5 thoughts on “The gay agenda”

  1. another part of my brain is ambivalent about the victory
    why ?
    because of Piano Briefs ? lol

  2. I’m also happy, yet ambivalent. Part of me understands the importance of purging homophobia from our policies. Having things like DOMA and DADT in place sends an institutional message of inequality and rejection, and you did a great job of outlining the new benefits to the LGBTQI community. It is super important.

    However, I also feel that concentrating on things like marriage or military service is taking energy away from other shifts that are more radical and necessary. Looking at all the roots of queer teens attempting or completing suicide is more important. Giving LGBTQI folks greater access to health care is more important. Changing the culture of gender identity so that transgender people are not being assaulted or killed for being who they are is more important. Creating more information about queer battering and more support services for queer survivors is more important. Creating systems of accountability for batterers that don’t rely on the criminal justice system is more important. Including the voices of LGBTQI people of colors, immigrants, and other non-privileged identities is more important. There is so much work to be done that can make people’s lives better and safer in the day to day as well, and I hope we take it on too.

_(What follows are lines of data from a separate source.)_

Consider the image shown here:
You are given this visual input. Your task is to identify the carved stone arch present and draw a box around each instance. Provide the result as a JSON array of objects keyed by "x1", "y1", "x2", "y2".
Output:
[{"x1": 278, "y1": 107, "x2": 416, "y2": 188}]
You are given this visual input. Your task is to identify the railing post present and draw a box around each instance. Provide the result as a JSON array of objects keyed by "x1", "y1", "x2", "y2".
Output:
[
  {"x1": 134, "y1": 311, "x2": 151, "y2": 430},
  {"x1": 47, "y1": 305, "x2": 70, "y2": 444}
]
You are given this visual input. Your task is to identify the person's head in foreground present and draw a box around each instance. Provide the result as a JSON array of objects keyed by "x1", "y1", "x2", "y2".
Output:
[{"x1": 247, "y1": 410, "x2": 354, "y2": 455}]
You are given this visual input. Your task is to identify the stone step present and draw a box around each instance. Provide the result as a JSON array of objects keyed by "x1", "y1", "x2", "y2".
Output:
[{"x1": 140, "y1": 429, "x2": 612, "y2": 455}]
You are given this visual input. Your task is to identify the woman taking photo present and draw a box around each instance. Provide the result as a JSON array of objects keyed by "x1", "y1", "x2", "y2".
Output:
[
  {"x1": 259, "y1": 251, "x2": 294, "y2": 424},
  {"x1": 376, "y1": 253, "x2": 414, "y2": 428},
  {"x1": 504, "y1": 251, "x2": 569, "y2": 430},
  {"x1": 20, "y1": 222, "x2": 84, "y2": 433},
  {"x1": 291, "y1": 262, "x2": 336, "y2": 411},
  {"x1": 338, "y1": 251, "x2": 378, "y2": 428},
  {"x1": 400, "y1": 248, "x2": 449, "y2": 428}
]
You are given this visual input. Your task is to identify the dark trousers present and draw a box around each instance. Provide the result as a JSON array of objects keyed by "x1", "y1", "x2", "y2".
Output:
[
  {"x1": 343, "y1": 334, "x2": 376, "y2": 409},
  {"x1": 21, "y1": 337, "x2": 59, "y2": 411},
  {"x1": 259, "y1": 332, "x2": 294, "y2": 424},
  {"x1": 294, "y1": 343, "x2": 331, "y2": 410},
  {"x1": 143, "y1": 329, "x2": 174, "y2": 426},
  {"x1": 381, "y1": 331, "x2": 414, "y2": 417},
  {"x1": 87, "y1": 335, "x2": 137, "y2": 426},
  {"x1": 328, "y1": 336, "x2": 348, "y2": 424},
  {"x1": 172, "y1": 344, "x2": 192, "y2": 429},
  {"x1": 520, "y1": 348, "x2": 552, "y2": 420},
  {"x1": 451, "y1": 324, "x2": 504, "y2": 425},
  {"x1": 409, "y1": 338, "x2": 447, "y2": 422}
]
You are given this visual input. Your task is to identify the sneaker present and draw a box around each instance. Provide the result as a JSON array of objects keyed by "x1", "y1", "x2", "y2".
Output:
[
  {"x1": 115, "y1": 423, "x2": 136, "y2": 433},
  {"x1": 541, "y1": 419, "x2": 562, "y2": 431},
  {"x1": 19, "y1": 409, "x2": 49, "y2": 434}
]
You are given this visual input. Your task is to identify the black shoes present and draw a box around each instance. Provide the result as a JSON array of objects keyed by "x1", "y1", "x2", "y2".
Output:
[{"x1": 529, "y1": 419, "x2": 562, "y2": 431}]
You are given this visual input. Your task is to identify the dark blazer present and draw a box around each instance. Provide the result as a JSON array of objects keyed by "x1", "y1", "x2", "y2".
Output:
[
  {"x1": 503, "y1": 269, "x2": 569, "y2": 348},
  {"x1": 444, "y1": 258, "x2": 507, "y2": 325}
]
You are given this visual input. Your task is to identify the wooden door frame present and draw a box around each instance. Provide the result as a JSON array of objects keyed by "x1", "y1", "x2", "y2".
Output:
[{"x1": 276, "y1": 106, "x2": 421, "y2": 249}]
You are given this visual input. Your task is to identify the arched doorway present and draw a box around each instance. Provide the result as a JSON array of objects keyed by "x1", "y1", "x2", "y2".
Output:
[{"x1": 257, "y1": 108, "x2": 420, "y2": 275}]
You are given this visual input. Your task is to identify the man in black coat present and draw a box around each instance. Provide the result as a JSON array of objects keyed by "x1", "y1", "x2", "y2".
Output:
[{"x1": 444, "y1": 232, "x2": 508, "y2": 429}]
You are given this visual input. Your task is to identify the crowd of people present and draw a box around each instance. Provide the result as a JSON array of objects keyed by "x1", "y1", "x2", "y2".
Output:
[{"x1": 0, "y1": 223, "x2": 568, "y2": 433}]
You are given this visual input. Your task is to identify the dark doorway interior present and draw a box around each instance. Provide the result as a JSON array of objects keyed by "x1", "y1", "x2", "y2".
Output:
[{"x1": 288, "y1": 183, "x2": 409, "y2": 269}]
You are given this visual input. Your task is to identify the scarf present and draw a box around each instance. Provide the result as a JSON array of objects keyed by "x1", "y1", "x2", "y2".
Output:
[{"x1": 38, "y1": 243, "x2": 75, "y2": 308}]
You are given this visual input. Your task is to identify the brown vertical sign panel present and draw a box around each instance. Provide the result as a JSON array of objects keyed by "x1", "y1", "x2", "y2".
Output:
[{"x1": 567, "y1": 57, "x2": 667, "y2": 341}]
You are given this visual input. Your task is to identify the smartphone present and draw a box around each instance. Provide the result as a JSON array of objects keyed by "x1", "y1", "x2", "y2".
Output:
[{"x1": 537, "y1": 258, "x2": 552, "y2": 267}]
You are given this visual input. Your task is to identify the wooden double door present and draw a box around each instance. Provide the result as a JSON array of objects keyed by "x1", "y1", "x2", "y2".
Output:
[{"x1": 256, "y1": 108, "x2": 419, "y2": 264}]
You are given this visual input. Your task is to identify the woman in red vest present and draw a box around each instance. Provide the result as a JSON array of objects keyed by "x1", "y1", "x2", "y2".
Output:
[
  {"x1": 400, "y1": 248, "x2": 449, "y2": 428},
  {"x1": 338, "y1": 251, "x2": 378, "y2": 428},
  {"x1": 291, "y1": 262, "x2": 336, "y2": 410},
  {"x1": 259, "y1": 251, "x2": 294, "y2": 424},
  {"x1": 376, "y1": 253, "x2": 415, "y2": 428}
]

    I think the NY victory is important in many ways, and I’m definitely celebrating. :) I’m looking forward to getting gay married someday. Maybe by then it’ll be legal (for real legal) here in WA too.

  3. hi Melina,

    thanks for your comments! I fully agree with you on all those priorities. But – I think spending political energy on marriage does not have to take away from those agenda items. In fact it moves them forward in some very concrete ways – E.g. gay people getting legally married is a powerful message to queer youth that they have a future that includes family and social acceptance. Marriage gives gay folks greater access to health care and family and medical leave. Etc.

    And I don’t think it is either/or. Marriage is an issue that has gotten many lgbt folks politically active in a way they wouldn’t have been otherwise. It is not as though all those people were busy organizing for universal health care or prison abolition, and then gay marriage came along and distracted them. Now the task is to keep on engaging people in a broader agenda.

    My partner and I went to San Francisco in 2004 when the city was doing the first gay marriages in the U.S. We stood in a long, happy line with thousands of queers and got married. Breaking through a barrier with such enormous symbolic power was thrilling and it is still what makes me tear up seeing all the wedding photos from New York.

    I do hope and believe that opening civil marriage to same sex couples actually changes marriage itself. That we are not just getting more people invested in a sexist, racist institution, but transforming it in some real ways. Marriage is greater than the sum of its parts – the collection of rights and benefits and obligations a couple takes on – it is a social institution that frames how we think about love and sex and commitment and family. So I think gay marriage will inevitably make a big cultural shift in all that – and I think we have to be explicit that larger change is part of our agenda, not deny it or downplay it.